While Bangladesh has been commended for accepting the refugees, onlookers have expressed concern about the restrictions placed on the refugees and the safety of their living conditions. 

Since 2017, Cox’s Bazaar, which houses 850,000 Rohingya Muslims and where the residents are already vulnerable to floods and cyclones, has reported 73 incidents of fire. In fact, just in the first three months of 2021, fires in Cox’s Bazaar have resulted in the death of 14 refugees on the flood-prone island.

Moreover, the country’s laws continue to remain resistant to acknowledging the Rohingya’s rights. Last week, Bangladeshi authorities bulldozed over 3,000 “illegal” Rohingya-run shops in Cox’s Bazaar, raising concern about the already dismal state of the refugees in the country.

Also Read: Why Are There so Many Fires in Rohingya Camps?

An international rights group activist quoted by Voice of America said that the demolitions are a part of the government’s pressure tactics to incentivise the refugees to shift to the Bhashan Char Island in the Bay of Bengal. Rights groups, including Amnesty International, have urged the Bangladeshi government to scrap its plans to shift the refugees to the island, citing safety concerns due to its vulnerability to floods and cyclones. Despite these requests, however, Dhaka maintains that it will rehouse 100,000 of the camps’ approximately one million Rohingya refugees on the island while it works on a long-term solution. 

The Rohingya, an ethnic Muslim community, are largely based in Myanmar.

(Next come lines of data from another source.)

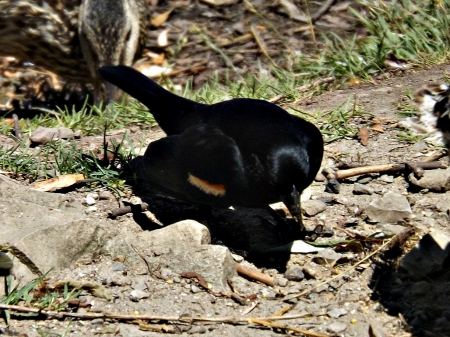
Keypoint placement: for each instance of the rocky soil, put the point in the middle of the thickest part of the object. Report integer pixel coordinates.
(163, 271)
(175, 278)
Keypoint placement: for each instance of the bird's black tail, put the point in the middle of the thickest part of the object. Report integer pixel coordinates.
(173, 113)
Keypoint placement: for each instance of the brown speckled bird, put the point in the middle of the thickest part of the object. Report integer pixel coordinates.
(74, 38)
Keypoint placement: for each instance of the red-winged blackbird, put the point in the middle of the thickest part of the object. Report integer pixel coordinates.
(241, 152)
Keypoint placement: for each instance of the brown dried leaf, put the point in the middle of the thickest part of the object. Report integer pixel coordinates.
(364, 136)
(161, 18)
(59, 182)
(377, 128)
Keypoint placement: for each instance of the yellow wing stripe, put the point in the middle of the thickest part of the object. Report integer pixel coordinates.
(213, 189)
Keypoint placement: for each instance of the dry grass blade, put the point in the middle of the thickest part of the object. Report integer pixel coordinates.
(377, 251)
(284, 327)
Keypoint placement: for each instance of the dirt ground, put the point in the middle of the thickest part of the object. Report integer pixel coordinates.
(355, 304)
(370, 300)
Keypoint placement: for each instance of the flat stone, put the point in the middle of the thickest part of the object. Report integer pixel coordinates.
(327, 257)
(359, 189)
(391, 208)
(333, 186)
(434, 180)
(336, 312)
(313, 207)
(337, 327)
(294, 273)
(181, 247)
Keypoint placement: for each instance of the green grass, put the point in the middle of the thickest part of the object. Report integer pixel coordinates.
(415, 32)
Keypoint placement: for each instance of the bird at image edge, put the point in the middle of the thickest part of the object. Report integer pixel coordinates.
(241, 152)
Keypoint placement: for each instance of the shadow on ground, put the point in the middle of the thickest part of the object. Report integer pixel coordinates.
(419, 288)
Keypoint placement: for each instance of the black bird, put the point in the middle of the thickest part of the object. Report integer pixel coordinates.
(241, 152)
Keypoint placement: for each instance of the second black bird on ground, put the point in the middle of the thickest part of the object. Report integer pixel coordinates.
(241, 152)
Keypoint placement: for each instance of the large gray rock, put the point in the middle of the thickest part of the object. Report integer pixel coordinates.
(391, 208)
(49, 229)
(181, 247)
(53, 232)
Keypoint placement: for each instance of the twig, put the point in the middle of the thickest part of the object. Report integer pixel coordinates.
(261, 44)
(17, 133)
(303, 293)
(254, 275)
(132, 317)
(343, 174)
(279, 326)
(129, 209)
(322, 10)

The ongoing genocide against them since the 1970s, which peaked in 2017, has forced the community into refugee camps across the region, with little access to education, healthcare, or jobs. 

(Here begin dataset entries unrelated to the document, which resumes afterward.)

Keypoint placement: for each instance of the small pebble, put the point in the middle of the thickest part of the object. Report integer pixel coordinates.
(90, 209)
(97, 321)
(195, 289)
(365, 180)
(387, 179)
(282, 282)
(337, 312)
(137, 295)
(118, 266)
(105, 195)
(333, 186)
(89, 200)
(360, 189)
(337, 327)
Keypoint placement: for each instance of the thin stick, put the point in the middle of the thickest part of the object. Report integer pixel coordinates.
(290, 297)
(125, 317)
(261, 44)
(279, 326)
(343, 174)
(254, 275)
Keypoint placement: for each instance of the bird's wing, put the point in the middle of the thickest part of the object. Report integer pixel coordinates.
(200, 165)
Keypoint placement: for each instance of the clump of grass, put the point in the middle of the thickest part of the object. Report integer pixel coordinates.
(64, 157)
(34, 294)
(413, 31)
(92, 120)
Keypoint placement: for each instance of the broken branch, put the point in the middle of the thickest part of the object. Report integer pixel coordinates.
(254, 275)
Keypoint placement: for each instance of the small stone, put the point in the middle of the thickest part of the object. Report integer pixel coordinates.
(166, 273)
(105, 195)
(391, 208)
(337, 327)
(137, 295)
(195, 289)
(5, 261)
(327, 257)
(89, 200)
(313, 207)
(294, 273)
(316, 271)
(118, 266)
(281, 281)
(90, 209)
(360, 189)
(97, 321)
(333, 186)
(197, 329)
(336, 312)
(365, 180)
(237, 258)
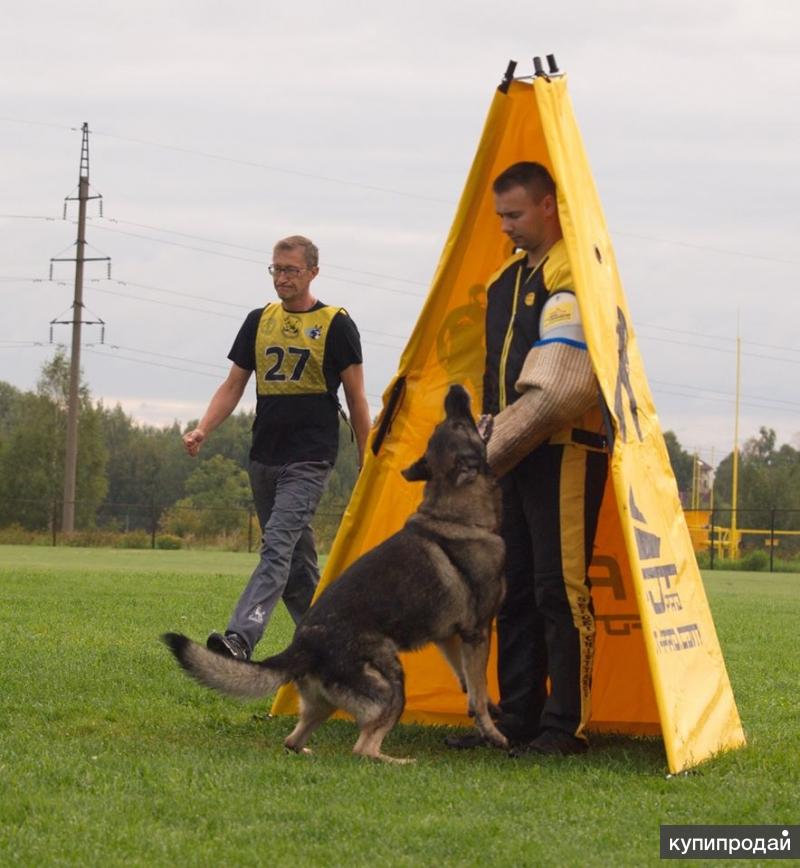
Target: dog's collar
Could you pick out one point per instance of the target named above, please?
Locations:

Around one million Rohingya have sought refuge in neighbouring countries like Bangladesh. However, for decades now, both Bangladesh and Myanmar have refused to acknowledge them as citizens and each insists that they are “illegal immigrants” of the other, effectively rendering them stateless. The community has also been trying to gain refuge in India, Malaysia, Thailand, and Indonesia for years.